Tuesday, April 5, 2016

Electrical Engineering: A Project-Based Course

This year, with the new Electrical Engineering elective (prerequisite: electronics), I'm trying out a fully project-based course. With the background knowledge that they have and a whole lot that they pick up along the way, these students are going to build a robot to respond to this central prompt:

Robots overcome obstacles in many different ways; some are similar to the methods that humans would use and some are markedly different. The goal here is to design an "obstacle" and a robot to navigate the obstacle.

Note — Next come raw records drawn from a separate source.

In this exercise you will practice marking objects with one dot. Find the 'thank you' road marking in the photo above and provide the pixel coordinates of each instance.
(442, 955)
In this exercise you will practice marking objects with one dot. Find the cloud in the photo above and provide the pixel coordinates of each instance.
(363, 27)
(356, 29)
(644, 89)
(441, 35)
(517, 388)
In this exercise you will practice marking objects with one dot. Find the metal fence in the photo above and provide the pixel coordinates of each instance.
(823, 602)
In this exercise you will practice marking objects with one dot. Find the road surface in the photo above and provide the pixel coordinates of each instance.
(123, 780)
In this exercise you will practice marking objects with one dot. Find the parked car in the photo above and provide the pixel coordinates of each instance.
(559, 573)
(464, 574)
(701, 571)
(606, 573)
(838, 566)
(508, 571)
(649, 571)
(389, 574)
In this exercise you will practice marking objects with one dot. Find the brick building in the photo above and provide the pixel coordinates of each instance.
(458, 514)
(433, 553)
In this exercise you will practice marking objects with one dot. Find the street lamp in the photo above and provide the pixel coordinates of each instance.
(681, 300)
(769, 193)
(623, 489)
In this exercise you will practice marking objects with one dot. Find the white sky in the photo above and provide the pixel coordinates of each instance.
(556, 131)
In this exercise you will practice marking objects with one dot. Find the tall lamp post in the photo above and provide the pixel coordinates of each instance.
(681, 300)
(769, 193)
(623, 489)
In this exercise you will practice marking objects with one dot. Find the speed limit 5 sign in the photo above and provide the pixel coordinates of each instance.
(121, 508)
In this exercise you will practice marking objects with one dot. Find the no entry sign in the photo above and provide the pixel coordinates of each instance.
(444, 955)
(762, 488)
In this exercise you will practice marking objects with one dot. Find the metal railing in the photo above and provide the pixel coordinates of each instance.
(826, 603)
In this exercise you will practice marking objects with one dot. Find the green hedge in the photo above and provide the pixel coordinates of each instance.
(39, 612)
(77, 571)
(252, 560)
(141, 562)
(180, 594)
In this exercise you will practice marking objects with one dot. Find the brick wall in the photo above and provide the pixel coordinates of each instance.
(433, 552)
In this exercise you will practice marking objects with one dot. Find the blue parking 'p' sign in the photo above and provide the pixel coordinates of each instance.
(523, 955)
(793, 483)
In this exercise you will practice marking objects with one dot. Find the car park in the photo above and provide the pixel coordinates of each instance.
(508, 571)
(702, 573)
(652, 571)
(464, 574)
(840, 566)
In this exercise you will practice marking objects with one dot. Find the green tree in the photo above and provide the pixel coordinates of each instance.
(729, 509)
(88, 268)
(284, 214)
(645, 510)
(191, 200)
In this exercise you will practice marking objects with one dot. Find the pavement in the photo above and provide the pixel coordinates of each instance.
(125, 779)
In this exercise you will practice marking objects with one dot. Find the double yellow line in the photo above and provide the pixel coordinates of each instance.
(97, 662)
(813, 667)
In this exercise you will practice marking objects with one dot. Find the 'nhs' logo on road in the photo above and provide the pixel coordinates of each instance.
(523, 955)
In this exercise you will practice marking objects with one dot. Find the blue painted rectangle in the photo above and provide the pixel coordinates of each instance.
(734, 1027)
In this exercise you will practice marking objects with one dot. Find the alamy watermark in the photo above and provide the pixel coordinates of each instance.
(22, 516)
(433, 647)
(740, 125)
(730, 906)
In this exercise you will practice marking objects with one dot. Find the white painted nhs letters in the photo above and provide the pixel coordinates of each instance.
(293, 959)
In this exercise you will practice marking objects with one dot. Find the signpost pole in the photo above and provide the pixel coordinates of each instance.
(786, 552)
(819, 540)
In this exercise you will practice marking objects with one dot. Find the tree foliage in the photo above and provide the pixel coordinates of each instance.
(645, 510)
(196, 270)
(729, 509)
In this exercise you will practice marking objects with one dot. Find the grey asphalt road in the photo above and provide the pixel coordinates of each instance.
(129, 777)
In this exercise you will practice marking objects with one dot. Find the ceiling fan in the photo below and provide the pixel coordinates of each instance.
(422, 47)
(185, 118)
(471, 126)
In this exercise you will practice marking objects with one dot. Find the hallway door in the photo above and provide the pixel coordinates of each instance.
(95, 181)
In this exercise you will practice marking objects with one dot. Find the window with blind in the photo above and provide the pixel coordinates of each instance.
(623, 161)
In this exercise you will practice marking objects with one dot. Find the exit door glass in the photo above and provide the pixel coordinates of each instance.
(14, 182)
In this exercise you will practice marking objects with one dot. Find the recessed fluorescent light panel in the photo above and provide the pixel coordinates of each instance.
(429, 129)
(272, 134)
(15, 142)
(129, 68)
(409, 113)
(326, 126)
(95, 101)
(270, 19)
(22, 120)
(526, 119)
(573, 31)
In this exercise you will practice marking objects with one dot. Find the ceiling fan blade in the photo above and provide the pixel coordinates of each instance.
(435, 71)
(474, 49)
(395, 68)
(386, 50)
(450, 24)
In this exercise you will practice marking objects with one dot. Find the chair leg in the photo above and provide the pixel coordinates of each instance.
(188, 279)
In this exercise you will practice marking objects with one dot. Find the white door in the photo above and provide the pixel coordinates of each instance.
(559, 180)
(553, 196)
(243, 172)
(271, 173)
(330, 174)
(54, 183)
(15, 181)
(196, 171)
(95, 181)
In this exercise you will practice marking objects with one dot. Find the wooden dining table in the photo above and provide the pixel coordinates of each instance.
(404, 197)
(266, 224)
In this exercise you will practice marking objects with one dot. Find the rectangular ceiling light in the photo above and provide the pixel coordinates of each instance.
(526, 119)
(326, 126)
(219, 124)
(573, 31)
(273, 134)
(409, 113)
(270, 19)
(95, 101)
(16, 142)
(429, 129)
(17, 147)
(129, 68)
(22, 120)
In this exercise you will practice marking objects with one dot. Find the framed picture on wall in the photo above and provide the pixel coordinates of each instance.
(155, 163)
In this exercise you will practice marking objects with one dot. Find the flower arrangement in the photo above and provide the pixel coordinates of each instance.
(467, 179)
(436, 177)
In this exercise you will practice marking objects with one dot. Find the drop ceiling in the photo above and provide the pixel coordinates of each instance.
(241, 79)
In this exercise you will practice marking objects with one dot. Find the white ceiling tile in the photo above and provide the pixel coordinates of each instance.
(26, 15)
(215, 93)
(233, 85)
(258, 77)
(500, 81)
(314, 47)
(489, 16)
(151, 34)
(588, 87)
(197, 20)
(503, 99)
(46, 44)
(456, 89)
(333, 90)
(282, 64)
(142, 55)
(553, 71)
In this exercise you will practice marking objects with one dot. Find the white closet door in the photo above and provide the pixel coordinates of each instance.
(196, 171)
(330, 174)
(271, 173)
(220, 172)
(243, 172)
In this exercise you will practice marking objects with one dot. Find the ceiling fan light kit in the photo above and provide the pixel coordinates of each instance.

Teams will build both the "arena" in which the robot operates and its goal location, and their robot must overcome the obstacle to reach the goal. "Obstacle" could mean many different things, definitely not limited to physical obstacles - a solar-powered robot may have darkness as an obstacle, a robot on Venus would have to overcome high temperatures, and a rescue robot would have to overcome uneven terrain.

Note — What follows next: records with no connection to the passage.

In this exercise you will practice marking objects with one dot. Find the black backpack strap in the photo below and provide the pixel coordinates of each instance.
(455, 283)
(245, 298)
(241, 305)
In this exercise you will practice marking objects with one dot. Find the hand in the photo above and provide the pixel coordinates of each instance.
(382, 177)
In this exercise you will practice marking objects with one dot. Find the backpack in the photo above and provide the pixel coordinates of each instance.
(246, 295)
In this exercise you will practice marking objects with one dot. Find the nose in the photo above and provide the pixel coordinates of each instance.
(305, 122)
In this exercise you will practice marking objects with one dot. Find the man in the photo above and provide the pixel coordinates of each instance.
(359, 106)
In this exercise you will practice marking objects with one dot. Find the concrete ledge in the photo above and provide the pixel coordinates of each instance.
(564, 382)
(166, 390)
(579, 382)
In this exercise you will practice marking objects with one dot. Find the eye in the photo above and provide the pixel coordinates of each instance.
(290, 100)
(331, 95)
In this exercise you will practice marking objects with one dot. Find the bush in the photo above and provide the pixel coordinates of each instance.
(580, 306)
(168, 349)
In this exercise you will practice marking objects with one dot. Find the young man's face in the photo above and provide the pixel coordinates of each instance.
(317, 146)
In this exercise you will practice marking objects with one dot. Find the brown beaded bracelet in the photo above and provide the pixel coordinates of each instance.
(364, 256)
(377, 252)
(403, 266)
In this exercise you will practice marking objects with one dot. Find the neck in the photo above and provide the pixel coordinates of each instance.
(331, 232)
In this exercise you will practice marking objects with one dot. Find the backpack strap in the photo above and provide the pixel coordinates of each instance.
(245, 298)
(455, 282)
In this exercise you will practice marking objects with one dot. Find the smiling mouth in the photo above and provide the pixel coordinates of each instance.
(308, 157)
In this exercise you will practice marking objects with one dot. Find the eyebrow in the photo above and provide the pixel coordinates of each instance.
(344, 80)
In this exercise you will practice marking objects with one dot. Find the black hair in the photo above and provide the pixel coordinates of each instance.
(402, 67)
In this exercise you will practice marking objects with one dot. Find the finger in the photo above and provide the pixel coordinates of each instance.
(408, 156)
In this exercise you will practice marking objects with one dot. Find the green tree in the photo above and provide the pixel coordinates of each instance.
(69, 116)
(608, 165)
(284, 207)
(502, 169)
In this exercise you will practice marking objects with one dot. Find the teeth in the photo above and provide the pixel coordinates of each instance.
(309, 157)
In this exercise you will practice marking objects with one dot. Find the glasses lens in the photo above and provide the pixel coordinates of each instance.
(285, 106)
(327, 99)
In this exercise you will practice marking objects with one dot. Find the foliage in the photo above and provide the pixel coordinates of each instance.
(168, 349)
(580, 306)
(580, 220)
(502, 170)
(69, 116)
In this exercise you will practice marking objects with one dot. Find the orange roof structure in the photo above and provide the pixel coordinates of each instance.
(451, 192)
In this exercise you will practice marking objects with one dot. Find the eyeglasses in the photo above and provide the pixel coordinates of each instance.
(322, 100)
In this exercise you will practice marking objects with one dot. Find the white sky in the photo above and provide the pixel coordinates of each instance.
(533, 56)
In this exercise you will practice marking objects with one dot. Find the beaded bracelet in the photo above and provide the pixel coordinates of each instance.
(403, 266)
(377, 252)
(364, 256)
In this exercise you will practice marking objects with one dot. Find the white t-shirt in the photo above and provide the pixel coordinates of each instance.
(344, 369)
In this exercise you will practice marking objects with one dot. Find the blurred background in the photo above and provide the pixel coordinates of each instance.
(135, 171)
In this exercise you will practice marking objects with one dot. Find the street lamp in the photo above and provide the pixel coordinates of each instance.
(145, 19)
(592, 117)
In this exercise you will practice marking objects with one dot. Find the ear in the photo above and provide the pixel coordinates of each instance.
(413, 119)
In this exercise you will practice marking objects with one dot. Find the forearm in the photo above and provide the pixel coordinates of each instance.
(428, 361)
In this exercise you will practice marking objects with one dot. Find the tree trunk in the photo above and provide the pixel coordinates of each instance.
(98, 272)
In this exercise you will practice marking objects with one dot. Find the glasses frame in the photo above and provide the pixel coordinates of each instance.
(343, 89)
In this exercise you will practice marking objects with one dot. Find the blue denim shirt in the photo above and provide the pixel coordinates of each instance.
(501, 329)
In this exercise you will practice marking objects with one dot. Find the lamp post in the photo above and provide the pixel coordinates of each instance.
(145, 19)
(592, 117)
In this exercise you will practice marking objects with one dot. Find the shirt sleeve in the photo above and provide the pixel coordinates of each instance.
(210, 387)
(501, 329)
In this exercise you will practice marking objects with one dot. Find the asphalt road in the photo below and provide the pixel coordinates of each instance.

Along the way, teams will need to meet several intermediate goals, producing several 'deliverables,' which demonstrate planning, incremental progress, and proof-of-concept for their robot.

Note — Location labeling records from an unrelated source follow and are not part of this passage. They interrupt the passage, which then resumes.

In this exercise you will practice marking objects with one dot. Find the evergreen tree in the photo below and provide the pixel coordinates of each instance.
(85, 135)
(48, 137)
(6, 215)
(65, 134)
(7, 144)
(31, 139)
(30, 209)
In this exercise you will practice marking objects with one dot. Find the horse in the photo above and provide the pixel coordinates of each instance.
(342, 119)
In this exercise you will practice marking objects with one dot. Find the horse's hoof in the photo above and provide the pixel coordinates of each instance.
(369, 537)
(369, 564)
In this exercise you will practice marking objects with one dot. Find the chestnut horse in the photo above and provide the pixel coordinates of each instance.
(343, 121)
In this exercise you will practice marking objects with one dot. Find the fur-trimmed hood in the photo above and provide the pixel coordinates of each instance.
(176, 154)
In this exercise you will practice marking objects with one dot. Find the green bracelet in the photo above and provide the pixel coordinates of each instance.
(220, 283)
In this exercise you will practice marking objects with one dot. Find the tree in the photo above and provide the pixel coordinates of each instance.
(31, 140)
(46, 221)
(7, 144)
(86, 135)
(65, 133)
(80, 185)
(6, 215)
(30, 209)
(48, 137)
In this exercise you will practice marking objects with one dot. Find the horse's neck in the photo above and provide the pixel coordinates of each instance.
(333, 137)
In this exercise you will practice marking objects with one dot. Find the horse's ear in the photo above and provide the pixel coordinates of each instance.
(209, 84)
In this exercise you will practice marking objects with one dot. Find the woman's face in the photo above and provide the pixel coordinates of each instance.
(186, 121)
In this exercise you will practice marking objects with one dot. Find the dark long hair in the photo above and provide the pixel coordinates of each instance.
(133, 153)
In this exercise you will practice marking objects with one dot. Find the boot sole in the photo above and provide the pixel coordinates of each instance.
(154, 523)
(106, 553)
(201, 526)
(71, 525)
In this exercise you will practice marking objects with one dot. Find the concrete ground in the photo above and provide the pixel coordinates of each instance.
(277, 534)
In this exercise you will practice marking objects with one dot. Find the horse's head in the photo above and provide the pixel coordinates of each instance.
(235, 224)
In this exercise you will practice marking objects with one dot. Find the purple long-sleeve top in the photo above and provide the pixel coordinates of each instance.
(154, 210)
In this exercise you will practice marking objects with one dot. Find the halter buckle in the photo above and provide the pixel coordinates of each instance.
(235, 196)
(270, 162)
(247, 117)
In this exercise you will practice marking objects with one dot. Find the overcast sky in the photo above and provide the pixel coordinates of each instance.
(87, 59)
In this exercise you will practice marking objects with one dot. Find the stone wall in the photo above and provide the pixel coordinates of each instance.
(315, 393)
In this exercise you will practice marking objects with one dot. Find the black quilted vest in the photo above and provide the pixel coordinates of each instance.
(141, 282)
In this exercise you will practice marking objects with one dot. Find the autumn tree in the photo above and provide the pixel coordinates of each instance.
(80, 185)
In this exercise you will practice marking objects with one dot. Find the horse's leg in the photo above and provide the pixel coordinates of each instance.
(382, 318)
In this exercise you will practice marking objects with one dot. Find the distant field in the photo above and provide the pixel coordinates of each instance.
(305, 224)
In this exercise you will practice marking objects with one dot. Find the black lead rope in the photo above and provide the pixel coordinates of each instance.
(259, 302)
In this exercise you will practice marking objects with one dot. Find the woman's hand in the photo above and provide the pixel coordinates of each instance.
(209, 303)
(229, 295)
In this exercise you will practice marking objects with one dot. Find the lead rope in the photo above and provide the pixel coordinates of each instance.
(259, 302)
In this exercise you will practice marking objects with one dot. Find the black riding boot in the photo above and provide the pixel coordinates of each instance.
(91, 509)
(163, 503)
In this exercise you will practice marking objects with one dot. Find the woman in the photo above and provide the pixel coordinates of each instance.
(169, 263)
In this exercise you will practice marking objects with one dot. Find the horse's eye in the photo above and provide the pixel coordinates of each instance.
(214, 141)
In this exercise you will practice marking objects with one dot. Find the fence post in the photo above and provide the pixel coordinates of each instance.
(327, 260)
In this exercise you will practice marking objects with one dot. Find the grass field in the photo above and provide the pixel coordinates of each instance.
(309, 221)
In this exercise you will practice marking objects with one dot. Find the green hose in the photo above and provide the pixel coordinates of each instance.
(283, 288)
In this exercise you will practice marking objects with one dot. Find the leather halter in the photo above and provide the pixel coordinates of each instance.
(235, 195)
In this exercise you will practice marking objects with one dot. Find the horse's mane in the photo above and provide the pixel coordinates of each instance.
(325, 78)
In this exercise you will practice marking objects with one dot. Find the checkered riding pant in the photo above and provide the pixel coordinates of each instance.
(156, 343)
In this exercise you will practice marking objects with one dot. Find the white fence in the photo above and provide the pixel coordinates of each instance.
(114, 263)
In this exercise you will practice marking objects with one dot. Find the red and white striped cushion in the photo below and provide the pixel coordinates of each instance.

  • "Obstacle" description, along with ideas (plural!) about how the robot might overcome it (team evaluation )
  • Specifications sheet: details your robot's inputs (information from sensors), outputs (expected behaviors, actions, etc.), and expected exceptions (problems that can occur) (team)
  • Three Arduino projects from the texts that could pertain to your problem (individual evaluation; three projects different from your partner's three). For each, summarize how you think it might pertain to your project and show how you modified the project/sketch to change how it functions in some way. Present these as a Youtube video, with commented code (showing especially the modifications) linked
  • Program flow chart (detail the sequence of sensor readings, calculations, and outputs that will take place in the loop, as well as the preliminary variables that need to be set) (team)
  • Contribution to the WCGW? (What Could Go Wrong?) meeting: brainstorming unexpected exceptions for other projects - if you help them figure out the potential issues, they'll be able to design around them. You'll get the same help (individual)
  • Schematic: Arduino and all associated electronics (sensors, motors, LEDs, etc.) (team)
  • Sensor and output validation: show, with isolated snippets of code, that you can accurately measure whatever sensors are measuring and accurately control any output devices (individual - one partner designs, executes, and videos illustration of inputs, the other does the outputs). Present these as Youtube videos
  • Landscape, including the "obstacles" and a goal. The robot needs to be able to detect when it's in the goal! (team)
  • The robot, fully functional (team)
  • Reflection on the process and the big question of how robots overcome obstacles and how that is similar to or different from how humans do (individual)

Each of the deliverables will be evaluated on the 11-point scale. Teams/individuals must earn at least 7 on a deliverable in order to proceed, with revision increasing the grade. The final evaluation will take place together, with the five arenas and robots moving towards their goals simultaneously. This is their 'exhibition,' and I'm planning to invite as large a committee as I can to make it an authentic experience.